Fourier transforms conventions

This document presents a brief overview of Fourier transforms in the tight-binding setting, focusing on two conventions that have been used during the development of this codebase.

Specifically, we distinguish between two common conventions for the Fourier transform. For lack of standard terminology, we will refer to them as:

1. Convention 1: This is the convention used by PythTB, and it is particularly well-suited for the computation of Berry phases and related quantities.

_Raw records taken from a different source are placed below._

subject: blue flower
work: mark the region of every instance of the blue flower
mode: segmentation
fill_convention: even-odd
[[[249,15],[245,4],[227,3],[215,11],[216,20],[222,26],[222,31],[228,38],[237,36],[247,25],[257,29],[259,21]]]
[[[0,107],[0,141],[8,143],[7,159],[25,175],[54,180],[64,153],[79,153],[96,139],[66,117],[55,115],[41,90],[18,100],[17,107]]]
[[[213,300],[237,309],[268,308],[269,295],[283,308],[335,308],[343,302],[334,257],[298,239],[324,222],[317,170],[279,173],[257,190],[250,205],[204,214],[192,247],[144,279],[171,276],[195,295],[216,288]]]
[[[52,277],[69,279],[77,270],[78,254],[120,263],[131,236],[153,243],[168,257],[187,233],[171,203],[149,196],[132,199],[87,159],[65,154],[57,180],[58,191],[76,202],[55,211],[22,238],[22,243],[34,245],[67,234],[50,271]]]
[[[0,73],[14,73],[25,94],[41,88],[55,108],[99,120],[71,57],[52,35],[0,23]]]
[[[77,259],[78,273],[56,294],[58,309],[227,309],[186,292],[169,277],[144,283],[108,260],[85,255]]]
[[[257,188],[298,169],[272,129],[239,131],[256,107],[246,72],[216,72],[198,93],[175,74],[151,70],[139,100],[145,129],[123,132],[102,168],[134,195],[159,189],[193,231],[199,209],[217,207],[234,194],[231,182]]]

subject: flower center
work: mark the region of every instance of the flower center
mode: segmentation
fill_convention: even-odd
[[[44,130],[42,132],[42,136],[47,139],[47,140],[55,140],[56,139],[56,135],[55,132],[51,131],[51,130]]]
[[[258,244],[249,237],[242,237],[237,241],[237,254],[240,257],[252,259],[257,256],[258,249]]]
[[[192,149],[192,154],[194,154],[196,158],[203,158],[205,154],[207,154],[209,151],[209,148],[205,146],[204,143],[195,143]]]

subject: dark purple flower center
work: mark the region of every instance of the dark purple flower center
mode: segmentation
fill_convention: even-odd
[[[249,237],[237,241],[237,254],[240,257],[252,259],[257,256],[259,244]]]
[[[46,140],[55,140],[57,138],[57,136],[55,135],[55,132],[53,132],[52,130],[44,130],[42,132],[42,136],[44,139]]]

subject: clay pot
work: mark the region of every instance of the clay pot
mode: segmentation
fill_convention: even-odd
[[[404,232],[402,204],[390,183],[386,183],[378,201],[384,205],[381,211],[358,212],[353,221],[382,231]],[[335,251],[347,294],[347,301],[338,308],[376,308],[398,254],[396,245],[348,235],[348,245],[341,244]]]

2. Convention 2: This convention is adopted in this review article, and is generally more prevalent in the literature.

In the following sections, we will carefully examine both conventions and demonstrate how they are related to each other.

Convention 1

This convention defines the Fourier transform as:

\[φ_{I,𝐤}(𝐫) = \frac{1}{\sqrt{N}} \sum_𝐭 e^{i𝐤·(𝐭+𝐪_α)} ψ_I(𝐫-𝐭),\]

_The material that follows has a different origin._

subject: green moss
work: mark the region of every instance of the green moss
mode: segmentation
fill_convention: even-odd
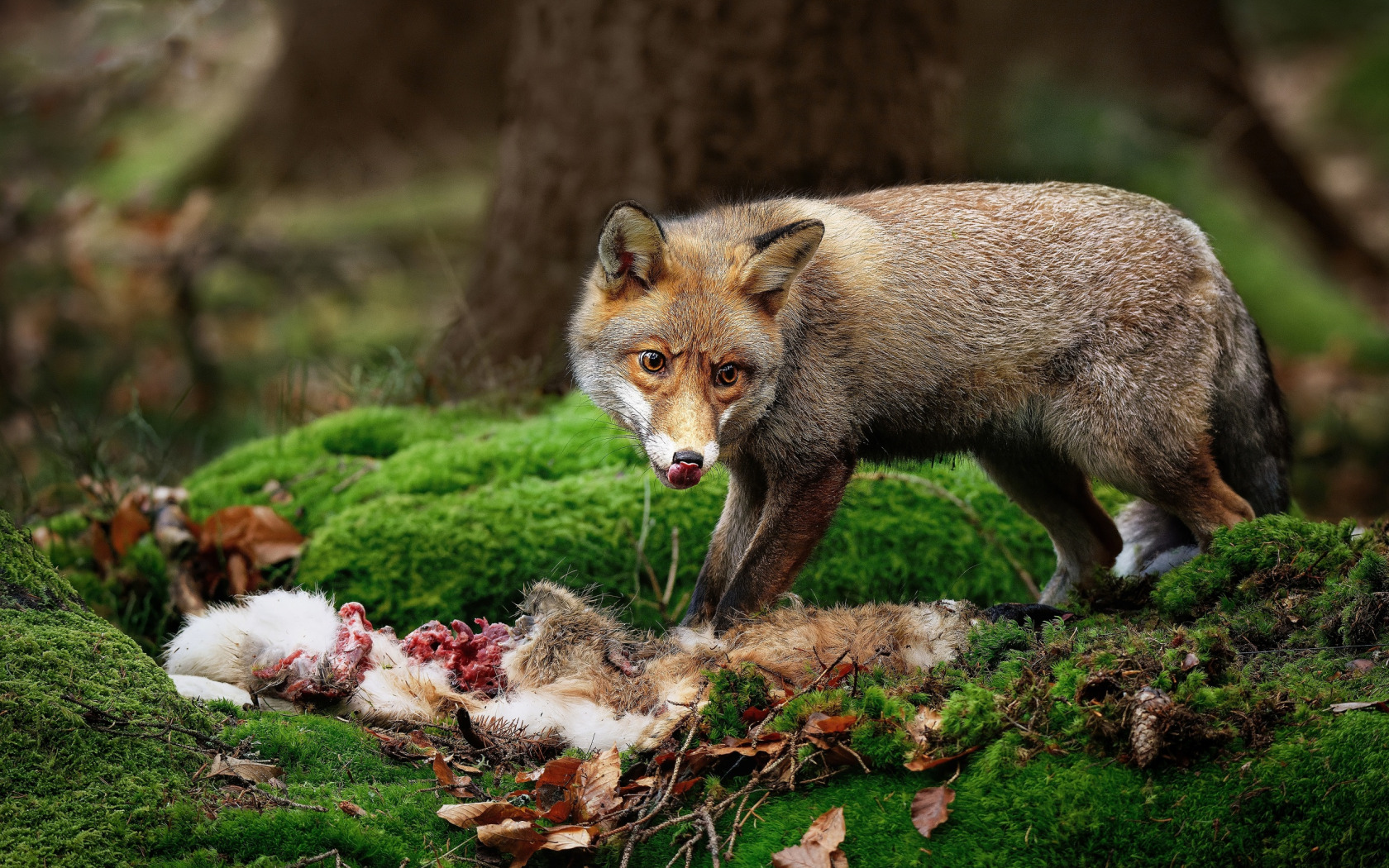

which yields the inverse Fourier transform:

\[ψ_I(𝐫-𝐭) = \frac{1}{\sqrt{N}} \sum_𝐤 e^{-i𝐤·(𝐭+𝐪_α)} φ_{I,𝐤}(𝐫)\]

In our framework, we are also interested in the quantization of these functions in order to construct the tight-binding Hamiltonian. We can express the same relations in the second-quantized notation as:

\[\ket{φ_{I,𝐤}} = \frac{1}{\sqrt{N}} \sum_𝐭 e^{i𝐤·(𝐭+𝐪_α)} \ket{ψ_{I,𝐭}},\]

and:

\[\ket{ψ_{I,𝐭}} = \frac{1}{\sqrt{N}} \sum_𝐤 e^{-i𝐤·(𝐭+𝐪_α)} \ket{φ_{I,𝐤}}\]

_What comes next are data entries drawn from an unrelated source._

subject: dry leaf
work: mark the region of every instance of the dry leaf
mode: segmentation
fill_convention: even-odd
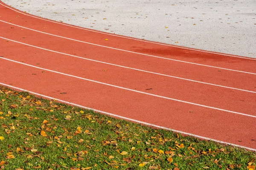
[[[128,154],[128,153],[127,152],[125,152],[125,151],[122,151],[122,152],[120,153],[120,154],[121,154],[122,155],[127,155]]]
[[[15,158],[15,157],[12,155],[11,155],[9,156],[7,156],[6,157],[6,159],[12,159],[13,158]]]
[[[84,139],[81,139],[78,141],[78,143],[82,143],[84,141]]]
[[[46,124],[47,123],[48,123],[49,122],[46,120],[44,120],[44,121],[43,121],[43,123],[44,124]]]
[[[173,159],[172,158],[167,158],[167,161],[168,161],[169,162],[171,163],[173,162]]]
[[[92,168],[91,167],[82,167],[81,168],[81,170],[90,170],[90,169],[91,169],[91,168]]]
[[[5,161],[2,161],[0,162],[0,166],[3,165],[3,164],[6,163]]]
[[[140,167],[143,167],[144,166],[145,166],[145,164],[144,164],[143,163],[142,164],[139,164],[139,166]]]
[[[40,132],[40,134],[42,135],[43,136],[47,136],[47,135],[46,134],[46,132],[45,132],[44,130],[42,130]]]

This quantization also determines how the creation and annihilation operators transform under this convention:

\[â_{I,𝐤}^† \ket{\text{vac}} = \frac{1}{\sqrt{N}} \sum_𝐭 e^{i𝐤·(𝐭+𝐪_α)} ĉ_{I,𝐭}^† \ket{\text{vac}} ⇒ â_{I,𝐤}^† = \frac{1}{\sqrt{N}} \sum_𝐭 e^{i𝐤·(𝐭+𝐪_α)} ĉ_{I,𝐭}^†,\]

and similarly:

\[ĉ_{I,𝐭}^† = \frac{1}{\sqrt{N}} \sum_𝐤 e^{-i𝐤·(𝐭+𝐪_α)} â_{I,𝐤}^†\]

Convention 2

This convention defines the Fourier transform as:

\[\tilde{φ}_{I,𝐤}(𝐫) = \frac{1}{\sqrt{N}} \sum_𝐭 e^{i𝐤·𝐭} ψ_I(𝐫-𝐭),\]

which yields the inverse Fourier transform:

\[ψ_I(𝐫-𝐭) = \frac{1}{\sqrt{N}} \sum_𝐤 e^{-i𝐤·𝐭} \tilde{φ}_{I,𝐤}(𝐫)\]

In our framework, we are also interested in the quantization of these functions in order to construct the tight-binding Hamiltonian. We can express the same relations in the second-quantized notation as:

\[\ket{\tilde{φ}_{I,𝐤}} = \frac{1}{\sqrt{N}} \sum_𝐭 e^{i𝐤·𝐭} \ket{ψ_{I,𝐭}},\]

and:

\[\ket{ψ_{I,𝐭}} = \frac{1}{\sqrt{N}} \sum_𝐤 e^{-i𝐤·𝐭} \ket{\tilde{φ}_{I,𝐤}}\]

This quantization also determines how the creation and annihilation operators transform under this convention:

\[\hat{\tilde{a}}_{I,𝐤}^† \ket{\text{vac}} = \frac{1}{\sqrt{N}} \sum_𝐭 e^{i𝐤·𝐭} ĉ_{I,𝐭}^† \ket{\text{vac}} ⇒ \hat{\tilde{a}}_{I,𝐤}^† = \frac{1}{\sqrt{N}} \sum_𝐭 e^{i𝐤·𝐭} ĉ_{I,𝐭}^†,\]

and similarly:

\[ĉ_{I,𝐭}^† = \frac{1}{\sqrt{N}} \sum_𝐤 e^{-i𝐤·𝐭} \hat{\tilde{a}}_{I,𝐤}^†\]

How they relate to each other

• Convention 1: $\ket{φ_{I,𝐤}} = \frac{1}{\sqrt{N}} \sum_𝐭 e^{i𝐤·(𝐭+𝐪_α)} \ket{ψ_{I,𝐭}}$
• Convention 2: $\ket{\tilde{φ}_{I,𝐤}} = \frac{1}{\sqrt{N}} \sum_𝐭 e^{i𝐤·𝐭} \ket{ψ_{I,𝐭}}$

Then we have that:

\[\ket{\tilde{φ}_{I,𝐤}} = e^{-i𝐤·𝐪_α} \ket{φ_{I,𝐤}}\]